Hilton Head National: Now get to the bigger fight
Beaufort County Council earned applause by taking a strong stand Monday night regarding rapid development.
It voted down a rezoning request for the 300-acre Hilton Head National golf course site that lies between Bluffton and the bridge to Hilton Head Island.
It’s easy to see why it was voted down.
The main reason is sticker shock.
The public was stunned to see what was requested for the site.
The zoning change would trigger a possible 300 homes, 300 apartments, 400,000 square feet of office space, a 500-room hotel, a 400-bed assisted living facility, a 1,500-seat performing arts center, a convention center and a water park. It led to talk of new schools, and a lot of parking space.

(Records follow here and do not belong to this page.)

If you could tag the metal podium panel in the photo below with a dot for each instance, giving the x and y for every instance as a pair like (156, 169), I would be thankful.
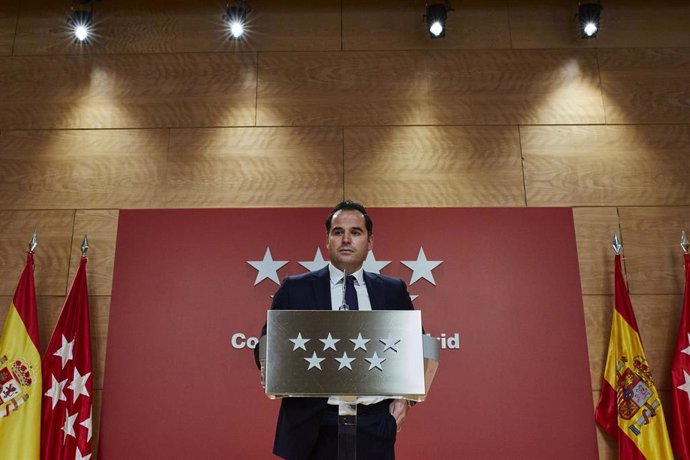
(347, 353)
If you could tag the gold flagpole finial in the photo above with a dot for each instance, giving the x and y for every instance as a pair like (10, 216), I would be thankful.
(84, 246)
(617, 246)
(33, 243)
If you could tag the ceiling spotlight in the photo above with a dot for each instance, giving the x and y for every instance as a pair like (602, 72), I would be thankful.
(80, 20)
(435, 19)
(589, 16)
(236, 19)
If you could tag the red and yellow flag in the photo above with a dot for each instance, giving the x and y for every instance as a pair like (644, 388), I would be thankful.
(629, 408)
(680, 378)
(20, 373)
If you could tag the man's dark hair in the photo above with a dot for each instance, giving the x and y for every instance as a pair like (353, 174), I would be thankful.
(349, 205)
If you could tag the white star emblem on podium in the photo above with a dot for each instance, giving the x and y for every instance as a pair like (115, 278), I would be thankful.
(329, 342)
(360, 342)
(344, 361)
(316, 264)
(421, 268)
(372, 265)
(268, 268)
(314, 361)
(375, 361)
(299, 342)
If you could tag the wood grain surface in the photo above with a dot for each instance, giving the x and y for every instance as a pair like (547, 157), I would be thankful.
(646, 85)
(170, 26)
(350, 98)
(594, 229)
(434, 166)
(8, 25)
(80, 168)
(606, 165)
(122, 91)
(252, 167)
(51, 259)
(624, 23)
(399, 25)
(440, 87)
(101, 228)
(654, 258)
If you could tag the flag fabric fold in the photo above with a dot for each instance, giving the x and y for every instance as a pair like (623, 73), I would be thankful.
(680, 378)
(629, 408)
(68, 380)
(20, 373)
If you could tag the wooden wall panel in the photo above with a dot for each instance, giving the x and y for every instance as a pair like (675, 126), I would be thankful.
(607, 445)
(168, 26)
(80, 169)
(54, 230)
(398, 25)
(598, 314)
(651, 239)
(406, 88)
(624, 23)
(434, 166)
(141, 91)
(594, 228)
(8, 24)
(606, 165)
(101, 228)
(646, 85)
(99, 312)
(658, 317)
(253, 167)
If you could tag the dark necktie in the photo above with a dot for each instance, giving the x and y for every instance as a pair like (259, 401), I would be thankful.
(351, 293)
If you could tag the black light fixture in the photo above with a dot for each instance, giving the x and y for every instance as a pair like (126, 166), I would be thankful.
(589, 17)
(236, 19)
(80, 20)
(435, 19)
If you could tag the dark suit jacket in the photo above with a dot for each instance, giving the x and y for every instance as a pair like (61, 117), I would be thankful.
(299, 418)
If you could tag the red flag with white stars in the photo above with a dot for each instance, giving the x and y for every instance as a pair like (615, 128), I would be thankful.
(66, 422)
(680, 378)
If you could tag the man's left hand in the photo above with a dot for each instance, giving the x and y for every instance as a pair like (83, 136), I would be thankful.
(398, 409)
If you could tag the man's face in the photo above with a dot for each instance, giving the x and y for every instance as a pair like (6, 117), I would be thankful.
(348, 240)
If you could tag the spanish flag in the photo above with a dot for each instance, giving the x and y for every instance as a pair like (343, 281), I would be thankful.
(629, 408)
(20, 373)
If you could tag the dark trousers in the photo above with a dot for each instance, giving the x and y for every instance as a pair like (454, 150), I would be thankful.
(376, 430)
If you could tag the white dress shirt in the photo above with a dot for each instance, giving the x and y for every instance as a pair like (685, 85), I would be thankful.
(337, 291)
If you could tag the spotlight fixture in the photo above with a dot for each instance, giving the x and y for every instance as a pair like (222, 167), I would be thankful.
(435, 19)
(236, 19)
(80, 20)
(589, 16)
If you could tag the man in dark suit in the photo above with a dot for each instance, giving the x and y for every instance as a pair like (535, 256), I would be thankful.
(307, 428)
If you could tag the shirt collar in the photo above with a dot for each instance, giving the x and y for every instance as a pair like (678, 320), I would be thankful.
(337, 275)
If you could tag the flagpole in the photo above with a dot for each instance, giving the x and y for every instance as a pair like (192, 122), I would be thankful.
(33, 244)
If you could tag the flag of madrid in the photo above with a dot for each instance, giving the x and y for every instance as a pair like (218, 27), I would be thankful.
(66, 422)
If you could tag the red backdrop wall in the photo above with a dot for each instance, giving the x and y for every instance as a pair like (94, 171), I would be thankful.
(518, 387)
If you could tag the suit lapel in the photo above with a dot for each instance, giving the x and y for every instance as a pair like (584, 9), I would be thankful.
(375, 290)
(321, 287)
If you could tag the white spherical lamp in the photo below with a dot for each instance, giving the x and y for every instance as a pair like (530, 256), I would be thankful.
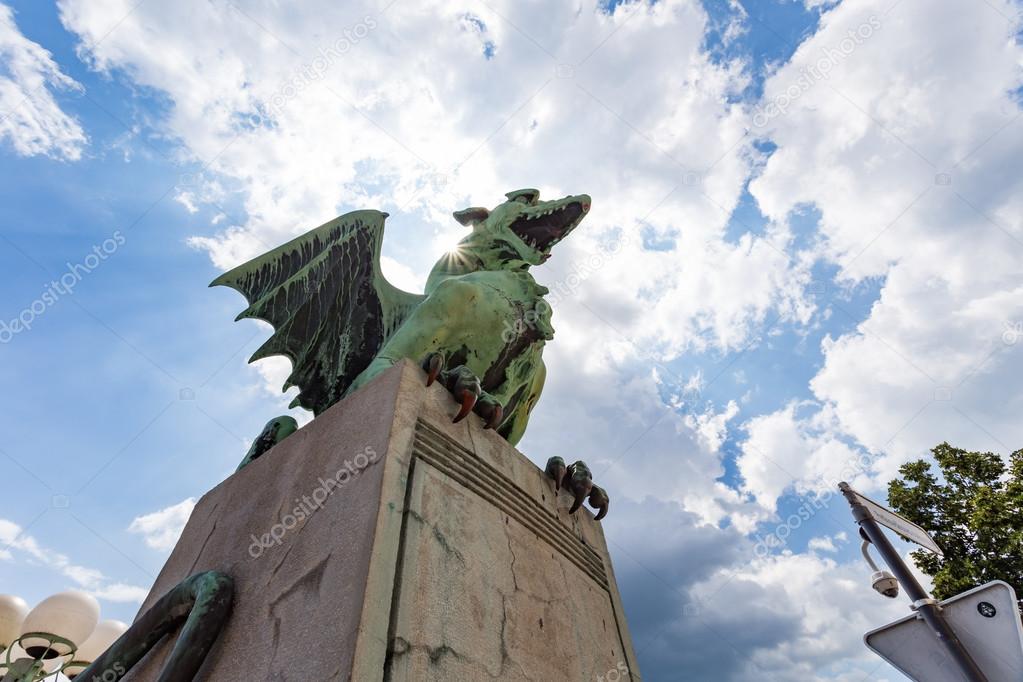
(13, 652)
(72, 616)
(12, 612)
(105, 634)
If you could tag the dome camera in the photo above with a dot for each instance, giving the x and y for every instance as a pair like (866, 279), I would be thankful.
(885, 584)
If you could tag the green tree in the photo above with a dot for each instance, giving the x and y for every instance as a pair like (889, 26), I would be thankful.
(974, 511)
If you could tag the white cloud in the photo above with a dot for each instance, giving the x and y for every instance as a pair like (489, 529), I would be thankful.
(405, 114)
(13, 538)
(30, 116)
(161, 530)
(905, 148)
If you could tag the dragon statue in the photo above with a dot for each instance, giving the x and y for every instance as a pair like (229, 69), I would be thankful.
(479, 328)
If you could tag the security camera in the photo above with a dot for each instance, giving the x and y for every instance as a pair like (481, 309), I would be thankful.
(885, 584)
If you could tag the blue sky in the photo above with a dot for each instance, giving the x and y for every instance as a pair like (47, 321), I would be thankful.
(792, 294)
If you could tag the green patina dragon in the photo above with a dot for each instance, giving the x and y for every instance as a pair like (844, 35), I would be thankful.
(479, 328)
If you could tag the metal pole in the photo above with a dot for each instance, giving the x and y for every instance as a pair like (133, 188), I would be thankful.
(922, 601)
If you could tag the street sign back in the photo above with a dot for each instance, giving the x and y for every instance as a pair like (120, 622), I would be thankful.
(985, 619)
(902, 526)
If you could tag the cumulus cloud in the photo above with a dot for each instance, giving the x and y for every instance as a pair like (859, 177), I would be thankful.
(31, 119)
(906, 142)
(421, 108)
(13, 539)
(161, 530)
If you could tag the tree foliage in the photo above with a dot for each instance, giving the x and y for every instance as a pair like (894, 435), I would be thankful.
(974, 511)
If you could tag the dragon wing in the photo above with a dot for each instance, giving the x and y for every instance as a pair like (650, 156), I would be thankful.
(328, 302)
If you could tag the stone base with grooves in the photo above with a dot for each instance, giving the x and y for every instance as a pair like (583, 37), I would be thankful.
(443, 553)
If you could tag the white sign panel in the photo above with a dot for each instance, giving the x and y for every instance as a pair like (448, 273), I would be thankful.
(903, 527)
(985, 619)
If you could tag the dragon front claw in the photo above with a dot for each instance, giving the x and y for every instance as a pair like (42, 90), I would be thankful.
(464, 385)
(578, 481)
(556, 469)
(598, 500)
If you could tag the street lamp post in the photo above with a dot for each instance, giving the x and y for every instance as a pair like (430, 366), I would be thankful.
(62, 634)
(923, 603)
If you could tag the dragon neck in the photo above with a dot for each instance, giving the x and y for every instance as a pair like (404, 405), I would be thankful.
(475, 255)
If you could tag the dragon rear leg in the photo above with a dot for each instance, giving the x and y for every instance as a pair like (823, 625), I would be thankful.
(577, 480)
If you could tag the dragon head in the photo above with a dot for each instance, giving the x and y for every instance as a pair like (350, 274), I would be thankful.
(527, 226)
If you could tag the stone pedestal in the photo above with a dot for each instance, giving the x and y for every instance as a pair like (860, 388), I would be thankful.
(382, 542)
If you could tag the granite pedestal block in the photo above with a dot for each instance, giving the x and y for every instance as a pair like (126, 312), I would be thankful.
(382, 542)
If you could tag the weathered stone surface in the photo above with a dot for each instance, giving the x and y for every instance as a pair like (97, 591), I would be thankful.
(447, 556)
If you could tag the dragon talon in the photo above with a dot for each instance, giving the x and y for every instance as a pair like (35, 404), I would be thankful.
(579, 482)
(468, 402)
(598, 500)
(557, 469)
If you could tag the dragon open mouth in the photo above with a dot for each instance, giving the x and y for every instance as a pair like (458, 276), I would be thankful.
(542, 229)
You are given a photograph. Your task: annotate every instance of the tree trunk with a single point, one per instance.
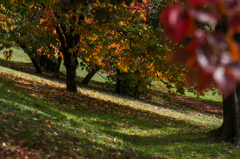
(118, 85)
(57, 68)
(36, 65)
(31, 55)
(70, 62)
(229, 130)
(89, 76)
(51, 66)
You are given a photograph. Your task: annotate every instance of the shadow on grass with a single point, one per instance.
(42, 119)
(180, 103)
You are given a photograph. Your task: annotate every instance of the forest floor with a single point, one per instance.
(40, 119)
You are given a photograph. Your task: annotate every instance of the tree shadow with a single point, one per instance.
(176, 104)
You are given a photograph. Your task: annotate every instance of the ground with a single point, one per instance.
(40, 119)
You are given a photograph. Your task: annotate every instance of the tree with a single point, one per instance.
(213, 56)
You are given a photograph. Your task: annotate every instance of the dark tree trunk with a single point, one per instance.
(118, 84)
(36, 65)
(31, 54)
(70, 62)
(71, 78)
(51, 66)
(229, 131)
(89, 76)
(57, 68)
(43, 61)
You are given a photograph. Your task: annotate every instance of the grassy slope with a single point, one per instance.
(20, 56)
(38, 117)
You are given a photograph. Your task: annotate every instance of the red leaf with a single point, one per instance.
(197, 3)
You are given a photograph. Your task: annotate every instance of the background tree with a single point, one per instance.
(212, 56)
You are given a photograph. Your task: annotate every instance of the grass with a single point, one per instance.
(40, 119)
(20, 56)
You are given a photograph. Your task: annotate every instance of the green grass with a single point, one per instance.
(20, 56)
(39, 117)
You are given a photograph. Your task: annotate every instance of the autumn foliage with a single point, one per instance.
(213, 57)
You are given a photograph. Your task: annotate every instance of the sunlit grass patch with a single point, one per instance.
(39, 117)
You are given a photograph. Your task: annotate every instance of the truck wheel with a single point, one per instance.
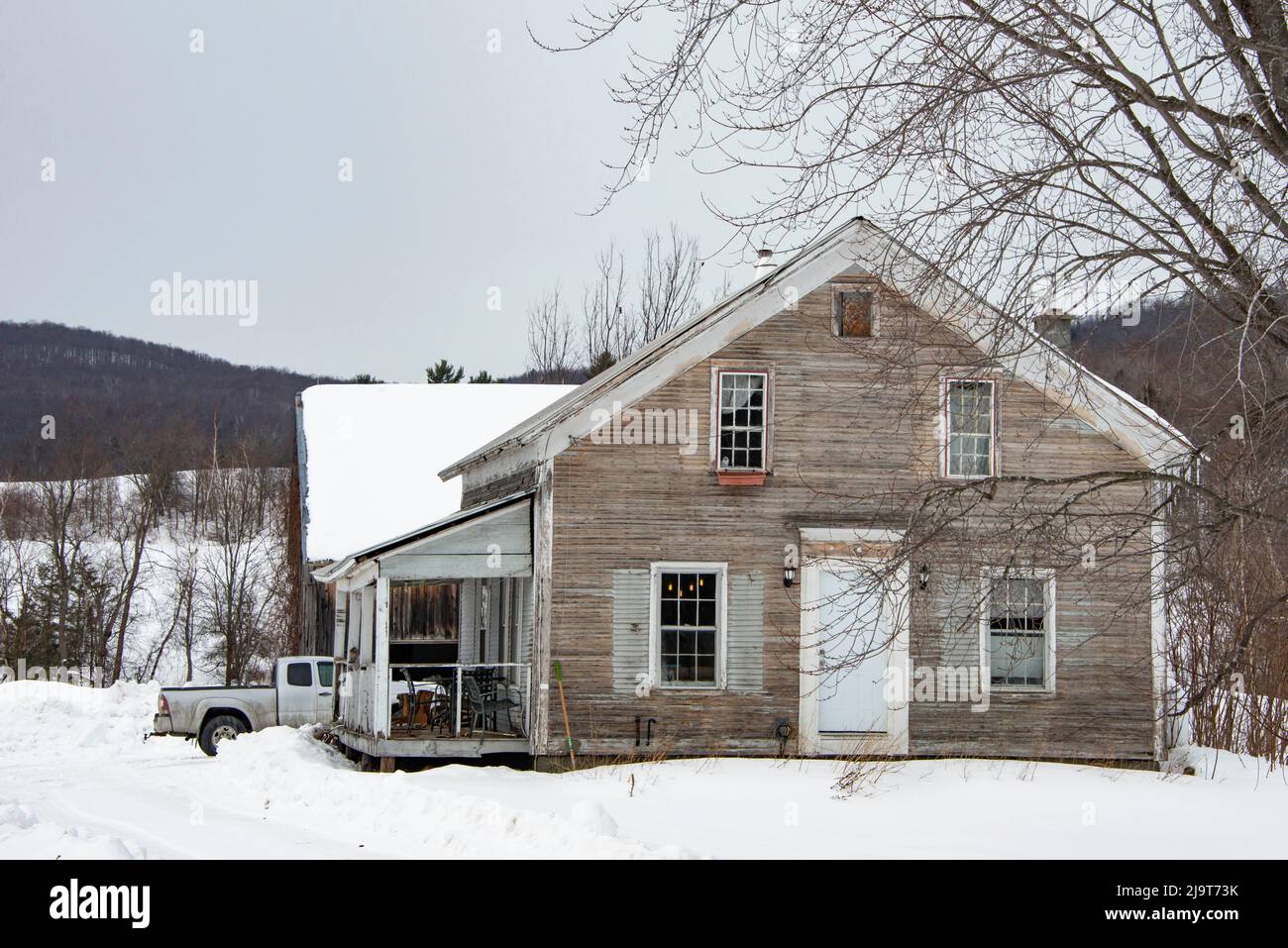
(219, 728)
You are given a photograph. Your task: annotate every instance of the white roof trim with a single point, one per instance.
(1108, 410)
(434, 531)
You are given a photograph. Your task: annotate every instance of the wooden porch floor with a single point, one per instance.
(430, 743)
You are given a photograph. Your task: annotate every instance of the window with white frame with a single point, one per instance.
(688, 634)
(742, 420)
(1019, 630)
(969, 428)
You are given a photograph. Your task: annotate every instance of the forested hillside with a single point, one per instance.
(82, 402)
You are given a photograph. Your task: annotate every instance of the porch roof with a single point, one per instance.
(369, 455)
(417, 543)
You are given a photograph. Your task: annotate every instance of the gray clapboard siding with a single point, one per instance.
(631, 590)
(745, 646)
(957, 621)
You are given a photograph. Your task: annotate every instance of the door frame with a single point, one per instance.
(894, 741)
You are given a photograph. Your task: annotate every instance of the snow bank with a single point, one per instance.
(76, 780)
(292, 776)
(56, 719)
(25, 836)
(375, 451)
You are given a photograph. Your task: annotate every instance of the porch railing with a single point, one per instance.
(503, 686)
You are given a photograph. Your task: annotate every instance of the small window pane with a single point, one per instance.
(853, 313)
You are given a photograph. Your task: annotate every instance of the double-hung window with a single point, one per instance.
(743, 420)
(970, 428)
(1019, 631)
(688, 630)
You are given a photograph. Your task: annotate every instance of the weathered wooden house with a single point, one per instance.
(800, 523)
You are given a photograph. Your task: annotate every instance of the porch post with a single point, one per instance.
(380, 661)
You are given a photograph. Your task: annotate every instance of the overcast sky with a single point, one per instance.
(472, 168)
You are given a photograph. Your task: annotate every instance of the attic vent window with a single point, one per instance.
(855, 313)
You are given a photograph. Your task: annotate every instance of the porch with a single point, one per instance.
(433, 639)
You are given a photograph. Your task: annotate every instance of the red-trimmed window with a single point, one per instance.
(970, 428)
(742, 415)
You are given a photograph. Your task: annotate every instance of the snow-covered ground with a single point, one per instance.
(77, 780)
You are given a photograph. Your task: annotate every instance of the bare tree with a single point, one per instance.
(668, 282)
(550, 340)
(608, 330)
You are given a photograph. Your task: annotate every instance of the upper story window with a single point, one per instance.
(855, 313)
(1019, 631)
(970, 411)
(742, 421)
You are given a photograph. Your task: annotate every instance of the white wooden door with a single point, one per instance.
(855, 633)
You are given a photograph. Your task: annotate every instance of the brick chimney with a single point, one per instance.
(1055, 325)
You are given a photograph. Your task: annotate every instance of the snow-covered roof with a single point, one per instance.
(372, 455)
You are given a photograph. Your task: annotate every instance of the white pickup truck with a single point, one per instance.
(300, 694)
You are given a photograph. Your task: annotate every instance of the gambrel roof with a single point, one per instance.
(1129, 424)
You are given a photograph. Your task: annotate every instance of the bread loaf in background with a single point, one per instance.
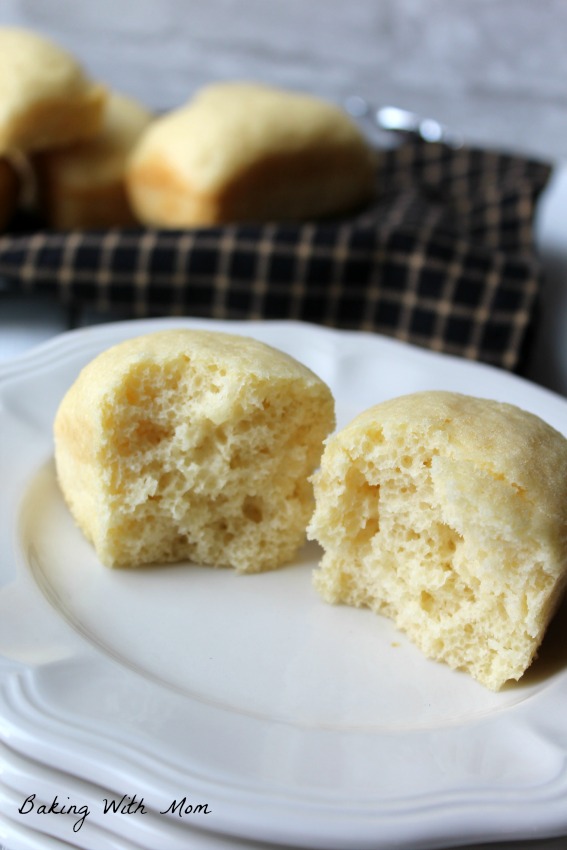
(249, 152)
(448, 513)
(83, 185)
(46, 98)
(187, 444)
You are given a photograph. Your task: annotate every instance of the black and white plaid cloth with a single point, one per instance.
(444, 258)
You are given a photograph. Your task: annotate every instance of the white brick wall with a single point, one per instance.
(496, 69)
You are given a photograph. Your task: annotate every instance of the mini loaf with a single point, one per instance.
(448, 513)
(83, 185)
(190, 444)
(46, 99)
(246, 152)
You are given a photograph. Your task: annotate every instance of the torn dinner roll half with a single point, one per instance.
(249, 152)
(448, 514)
(190, 444)
(46, 98)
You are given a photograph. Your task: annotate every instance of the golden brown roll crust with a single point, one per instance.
(448, 513)
(83, 185)
(242, 152)
(194, 445)
(45, 97)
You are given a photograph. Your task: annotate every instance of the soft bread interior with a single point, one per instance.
(193, 446)
(449, 515)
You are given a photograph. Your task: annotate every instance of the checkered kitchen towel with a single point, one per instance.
(444, 258)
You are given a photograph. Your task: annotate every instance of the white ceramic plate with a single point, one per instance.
(294, 721)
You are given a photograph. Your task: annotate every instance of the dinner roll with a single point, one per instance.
(82, 185)
(190, 444)
(245, 152)
(448, 514)
(45, 97)
(9, 192)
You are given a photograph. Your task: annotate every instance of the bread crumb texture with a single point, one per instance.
(192, 445)
(448, 514)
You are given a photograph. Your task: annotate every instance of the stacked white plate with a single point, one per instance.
(214, 711)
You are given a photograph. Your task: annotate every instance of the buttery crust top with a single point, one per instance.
(34, 72)
(228, 127)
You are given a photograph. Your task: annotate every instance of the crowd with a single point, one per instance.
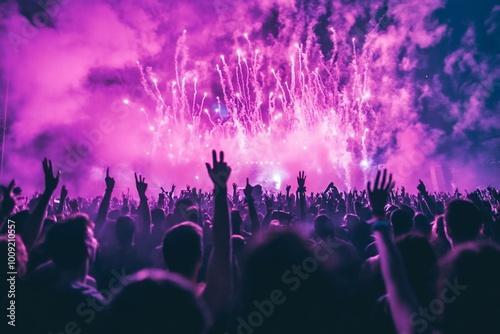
(381, 260)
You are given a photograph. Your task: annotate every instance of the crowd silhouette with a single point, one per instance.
(380, 260)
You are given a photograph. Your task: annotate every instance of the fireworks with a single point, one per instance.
(268, 109)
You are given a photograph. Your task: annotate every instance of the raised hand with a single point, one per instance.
(421, 187)
(269, 203)
(110, 182)
(301, 181)
(8, 202)
(219, 171)
(51, 181)
(379, 195)
(248, 191)
(73, 204)
(64, 193)
(141, 185)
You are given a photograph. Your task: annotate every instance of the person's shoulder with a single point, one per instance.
(44, 275)
(86, 290)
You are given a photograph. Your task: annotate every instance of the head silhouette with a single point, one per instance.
(462, 221)
(154, 301)
(183, 249)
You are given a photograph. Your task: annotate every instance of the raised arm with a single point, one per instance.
(144, 213)
(34, 226)
(301, 190)
(252, 211)
(102, 212)
(8, 203)
(219, 281)
(402, 300)
(62, 200)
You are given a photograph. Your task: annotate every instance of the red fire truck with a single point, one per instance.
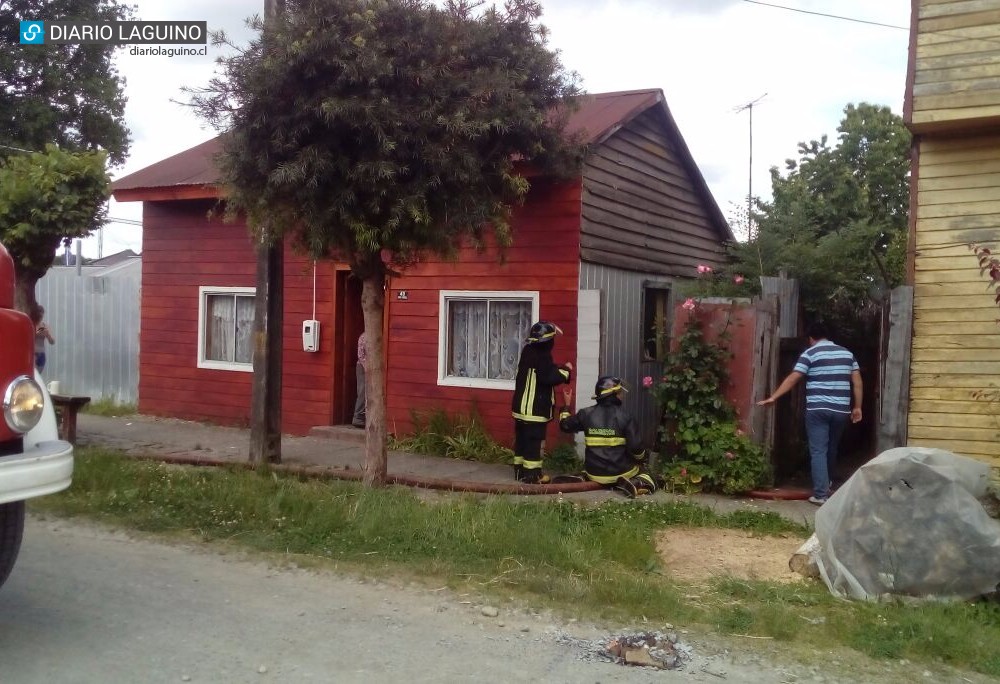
(33, 460)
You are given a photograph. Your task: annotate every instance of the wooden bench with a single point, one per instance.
(68, 406)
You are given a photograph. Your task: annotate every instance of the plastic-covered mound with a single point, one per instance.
(910, 523)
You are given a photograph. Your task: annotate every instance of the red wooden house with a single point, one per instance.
(598, 255)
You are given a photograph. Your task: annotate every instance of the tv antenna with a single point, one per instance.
(748, 107)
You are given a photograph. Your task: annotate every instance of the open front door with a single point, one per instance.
(348, 325)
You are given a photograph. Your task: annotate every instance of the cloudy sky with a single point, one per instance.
(710, 57)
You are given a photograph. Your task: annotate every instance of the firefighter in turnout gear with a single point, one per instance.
(534, 399)
(614, 455)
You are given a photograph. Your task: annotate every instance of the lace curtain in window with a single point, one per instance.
(229, 328)
(485, 337)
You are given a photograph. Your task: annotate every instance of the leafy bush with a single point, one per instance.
(563, 459)
(461, 436)
(707, 450)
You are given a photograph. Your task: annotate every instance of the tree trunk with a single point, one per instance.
(265, 406)
(24, 290)
(373, 306)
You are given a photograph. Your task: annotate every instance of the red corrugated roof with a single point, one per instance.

Also, the county said it would require some $12 million in road improvements off the property.
Naturally, the pushback was strong. Citizens said it would erode a way of life and a quality of life — and threaten the environment.
The landowner already cut back on some of its original plans. But maybe the landowner will now get the message that it is asking for too much.
Nevertheless, local activists have a bigger fight on their hands.
The bigger picture is that the area in question is clearly not rural, as the Hilton Head National site is currently zoned.
And the landowner is by no means required to keep a bucolic golf course on a tract that already is surrounded by the Bluffton Parkway, a residential neighborhood, a big box store, a shopping plaza, an outlet mall, apartments and a new flyover on the road to Hilton Head.
So where does the landowner turn? To the county planning department and county planning regulations.
And its plan that the public reviled had been approved, with caveats, by the county’s planning department, the county’s Planning Commission and a committee of County Council.
Despite Monday’s vote, which hopefully will result in something the public can live with, the bottom line is this:
The intense development that stunned the public is acceptable within the Beaufort County Community Development Code.
County Council and the county staff should now take time to better explain to the public how that happened and why.